Compassion, not sanctions, best response to workplace anger: Study

More supportive managers, co-workers promote positive change

When emotional outbursts, even intense ones, occur in the workplace, the best response is compassion, according to two professors in the United States.

More supportive responses by managers and co-workers after displays of deviant anger can promote positive change at work, as opposed to sanctioning or doing nothing, according to Deanna Geddes, chair of Fox School’s human resources management department at Temple University in Philadelphia.

“When companies choose to sanction organizational members expressing deviant anger, these actions may divert attention and resources from correcting the initial, anger-provoking event that triggered the employee’s emotional outburst,” said Geddes, co-author of the study along with Lisa Stickney, an assistant professor in management at the University of Baltimore.

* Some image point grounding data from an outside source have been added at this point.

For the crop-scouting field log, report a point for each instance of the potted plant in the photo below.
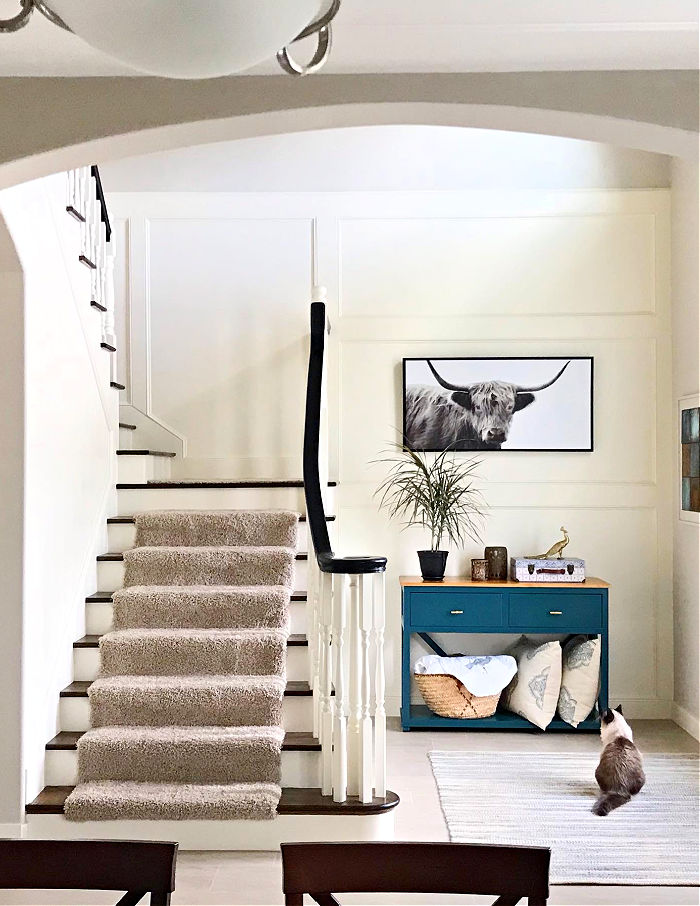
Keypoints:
(438, 495)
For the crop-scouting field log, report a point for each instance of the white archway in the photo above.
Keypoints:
(590, 127)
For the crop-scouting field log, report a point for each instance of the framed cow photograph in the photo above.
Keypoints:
(522, 403)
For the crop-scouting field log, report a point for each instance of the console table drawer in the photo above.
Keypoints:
(456, 609)
(528, 609)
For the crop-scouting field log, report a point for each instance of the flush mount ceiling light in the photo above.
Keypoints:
(192, 39)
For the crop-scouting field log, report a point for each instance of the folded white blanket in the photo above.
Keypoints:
(485, 675)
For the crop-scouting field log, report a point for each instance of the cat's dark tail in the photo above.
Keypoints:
(605, 803)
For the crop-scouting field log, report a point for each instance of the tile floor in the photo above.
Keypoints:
(255, 878)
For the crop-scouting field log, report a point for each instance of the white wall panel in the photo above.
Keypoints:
(432, 273)
(543, 265)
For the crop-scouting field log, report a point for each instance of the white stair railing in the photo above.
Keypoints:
(346, 623)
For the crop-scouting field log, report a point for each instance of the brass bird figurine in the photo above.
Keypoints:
(555, 550)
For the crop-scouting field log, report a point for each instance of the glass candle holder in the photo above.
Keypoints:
(497, 563)
(479, 570)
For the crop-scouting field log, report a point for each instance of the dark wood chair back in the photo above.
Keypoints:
(136, 867)
(322, 869)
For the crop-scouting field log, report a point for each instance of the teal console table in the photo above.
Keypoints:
(532, 608)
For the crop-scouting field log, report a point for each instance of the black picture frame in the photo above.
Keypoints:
(481, 449)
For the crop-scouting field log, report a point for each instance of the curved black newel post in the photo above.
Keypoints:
(345, 621)
(99, 191)
(315, 512)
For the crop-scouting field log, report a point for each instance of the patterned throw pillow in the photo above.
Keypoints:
(534, 690)
(580, 679)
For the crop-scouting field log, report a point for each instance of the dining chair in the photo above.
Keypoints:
(324, 869)
(137, 867)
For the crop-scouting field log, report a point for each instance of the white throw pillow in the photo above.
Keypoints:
(580, 678)
(533, 692)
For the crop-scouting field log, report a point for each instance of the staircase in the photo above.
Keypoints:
(191, 710)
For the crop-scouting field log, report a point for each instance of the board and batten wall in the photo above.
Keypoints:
(214, 297)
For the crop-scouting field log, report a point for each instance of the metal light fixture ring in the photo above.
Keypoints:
(322, 28)
(20, 20)
(24, 15)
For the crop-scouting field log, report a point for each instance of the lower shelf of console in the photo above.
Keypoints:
(421, 717)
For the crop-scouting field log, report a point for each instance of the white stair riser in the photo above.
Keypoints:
(110, 574)
(139, 469)
(122, 537)
(298, 768)
(140, 500)
(74, 713)
(86, 663)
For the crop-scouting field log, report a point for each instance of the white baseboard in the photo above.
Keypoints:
(685, 720)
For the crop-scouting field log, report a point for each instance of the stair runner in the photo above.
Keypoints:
(186, 714)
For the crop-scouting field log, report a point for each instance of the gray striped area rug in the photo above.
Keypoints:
(545, 799)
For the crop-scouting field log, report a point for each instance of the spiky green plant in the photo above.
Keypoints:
(438, 495)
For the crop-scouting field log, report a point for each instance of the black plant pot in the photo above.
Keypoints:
(432, 565)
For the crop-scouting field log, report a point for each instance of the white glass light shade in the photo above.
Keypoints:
(188, 39)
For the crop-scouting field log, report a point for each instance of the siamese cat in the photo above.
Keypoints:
(620, 773)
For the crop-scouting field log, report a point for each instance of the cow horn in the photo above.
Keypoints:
(542, 386)
(444, 383)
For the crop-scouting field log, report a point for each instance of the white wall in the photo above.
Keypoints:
(70, 439)
(11, 527)
(411, 273)
(686, 383)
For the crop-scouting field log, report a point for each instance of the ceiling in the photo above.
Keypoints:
(376, 36)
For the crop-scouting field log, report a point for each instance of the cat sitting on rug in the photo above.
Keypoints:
(620, 773)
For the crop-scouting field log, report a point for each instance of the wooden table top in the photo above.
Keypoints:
(466, 582)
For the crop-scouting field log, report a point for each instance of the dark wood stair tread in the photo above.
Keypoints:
(130, 520)
(189, 483)
(145, 453)
(78, 689)
(118, 556)
(295, 640)
(294, 801)
(105, 597)
(67, 741)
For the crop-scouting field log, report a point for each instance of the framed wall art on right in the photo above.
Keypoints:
(689, 458)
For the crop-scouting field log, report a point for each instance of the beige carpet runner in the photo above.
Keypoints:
(186, 713)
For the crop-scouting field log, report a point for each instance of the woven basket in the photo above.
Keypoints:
(447, 697)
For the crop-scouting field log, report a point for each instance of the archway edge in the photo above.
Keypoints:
(644, 136)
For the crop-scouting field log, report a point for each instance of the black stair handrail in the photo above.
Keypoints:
(99, 191)
(315, 511)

In a study of 194 people who witnessed an incident of deviant anger at work, the researchers found no connection between firing an irate employee and solving underlying workplace problems. Even a single act of support by a manager or co-worker and the angered employee can improve workplace tension.

Managers who recognize their potential role in angering an employee may be motivated to respond more compassionately to help restore a favourable working relationship, said the authors of The trouble with sanctions: Organizational responses to deviant anger displays at work, which was published in the journal Human Relations.

The findings stem from a “dual threshold model” of workplace anger expression, which distinguishes between suppressed and deviant anger and was created by Geddes and Ronda Callister, a professor in the department of management and human resources at Utah State University in Logan. They labelled the space between suppressed and deviant anger as the zone most likely to achieve positive change and distinguish between muted anger — complaints to co-workers and friends who lack the authority to resolve the situation — as the least productive way to prompt change.